How to Unplug the Increase Effort App: Play!
- Last Updated: Friday, 12 February 2021 12:10
- Published: Thursday, 09 April 2015 09:56
- Written by Wilma Zalabak
The Increase Effort App loops these messages: “Try harder." "Come on, everyone else is working long hours, too." "Hurry up." "Here’s another option, try this one, too." "If you just tiptoe, or whisper, or don’t say that word he hates, it’ll get better." "It wasn’t good enough." "Try harder!”
The anxious, almost subconscious, urge to increase effort lies at the foundation of overkill in communication. Voice pitch and decibels rise. Repetitions and exaggerations take over.
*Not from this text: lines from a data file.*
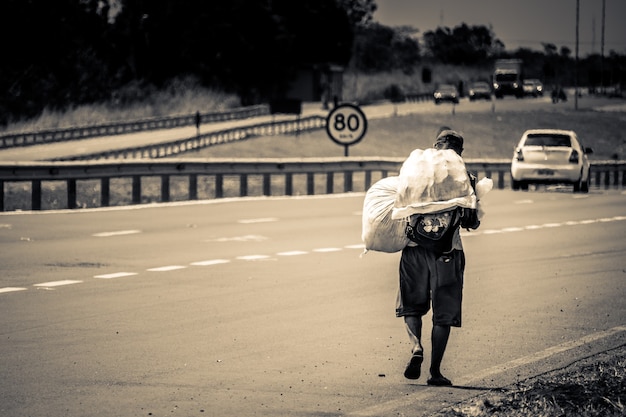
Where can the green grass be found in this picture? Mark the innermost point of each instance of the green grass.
(592, 387)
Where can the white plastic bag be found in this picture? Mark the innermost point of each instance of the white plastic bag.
(482, 188)
(380, 232)
(432, 180)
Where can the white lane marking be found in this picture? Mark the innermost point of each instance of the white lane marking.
(210, 262)
(166, 268)
(292, 253)
(259, 220)
(359, 246)
(252, 257)
(12, 289)
(543, 226)
(57, 283)
(115, 275)
(388, 407)
(324, 250)
(246, 238)
(116, 233)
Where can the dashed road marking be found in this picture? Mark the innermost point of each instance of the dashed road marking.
(116, 233)
(543, 226)
(292, 253)
(259, 220)
(12, 289)
(317, 250)
(57, 283)
(326, 250)
(115, 275)
(253, 257)
(166, 268)
(210, 262)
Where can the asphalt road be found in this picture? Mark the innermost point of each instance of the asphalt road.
(267, 306)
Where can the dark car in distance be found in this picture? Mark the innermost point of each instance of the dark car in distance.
(446, 92)
(479, 90)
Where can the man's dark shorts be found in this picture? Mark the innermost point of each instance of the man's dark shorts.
(423, 273)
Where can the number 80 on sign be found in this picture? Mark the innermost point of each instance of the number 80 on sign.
(346, 124)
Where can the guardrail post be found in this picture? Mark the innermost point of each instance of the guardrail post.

Motives shift toward winning or punishment. Lost is the true answer to "What do I really want in this conversation?"
To unplug the Increase Effort App, do the day with an attitude of play! The feeling of play is essential for poetry, song, praise, and anything creative. To disable the "Try harder" loop, play! Look at something upside down and laugh at it. Play a game with a child. Play!
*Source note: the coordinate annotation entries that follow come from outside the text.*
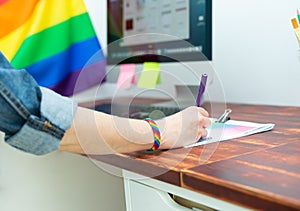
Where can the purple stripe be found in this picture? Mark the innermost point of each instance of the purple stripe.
(82, 79)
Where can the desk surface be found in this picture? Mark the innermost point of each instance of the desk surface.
(260, 171)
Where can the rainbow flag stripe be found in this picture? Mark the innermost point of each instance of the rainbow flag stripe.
(54, 40)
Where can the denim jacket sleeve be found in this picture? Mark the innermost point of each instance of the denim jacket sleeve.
(34, 119)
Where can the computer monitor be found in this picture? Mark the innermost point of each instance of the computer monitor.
(175, 33)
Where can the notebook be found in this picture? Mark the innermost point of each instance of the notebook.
(232, 129)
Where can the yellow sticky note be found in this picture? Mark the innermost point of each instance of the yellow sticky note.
(297, 32)
(150, 75)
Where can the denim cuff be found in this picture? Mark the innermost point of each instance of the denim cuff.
(42, 135)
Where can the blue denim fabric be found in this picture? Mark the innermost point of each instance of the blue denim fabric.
(34, 119)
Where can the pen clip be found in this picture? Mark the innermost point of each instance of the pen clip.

To disable the first app that powers systemic anxiety, find a way to play. Put play on the calendar! Make a play-date with a co-conspirator. Talk in high-level meetings about the need to play. Take up a play-hobby. Read clean jokes and laugh. Laugh together. Play!
In ancient Jewish religion, the Sabbath was meant to interrupt the drive toward the Increase Effort App. Honoring the Sabbath breaks the cycle of activity, commodity, and consumerism as usual, and invites toward enjoyment things often considered non-productive, like beauty, nature, books, music and other art, resting, and being with someone.
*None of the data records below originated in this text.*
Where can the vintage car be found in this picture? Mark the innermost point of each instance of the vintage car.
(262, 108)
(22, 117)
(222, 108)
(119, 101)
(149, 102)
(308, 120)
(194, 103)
If it seems totally impossible to let go of the Increase Effort App, then see if letting in a little play will help. Schedule just one play date. Merely discuss play dates with a friend. Upon waking up playful, use the drive time to imagine what to play. Making room beside the Increase Effort App for a little play will make a big difference.
Some of the ideas in this article came from: Friedman, Edwin H. A Failure of Nerve: Leadership in the Age of the Quick Fix. New York: Seabury Books, 1999, 2007.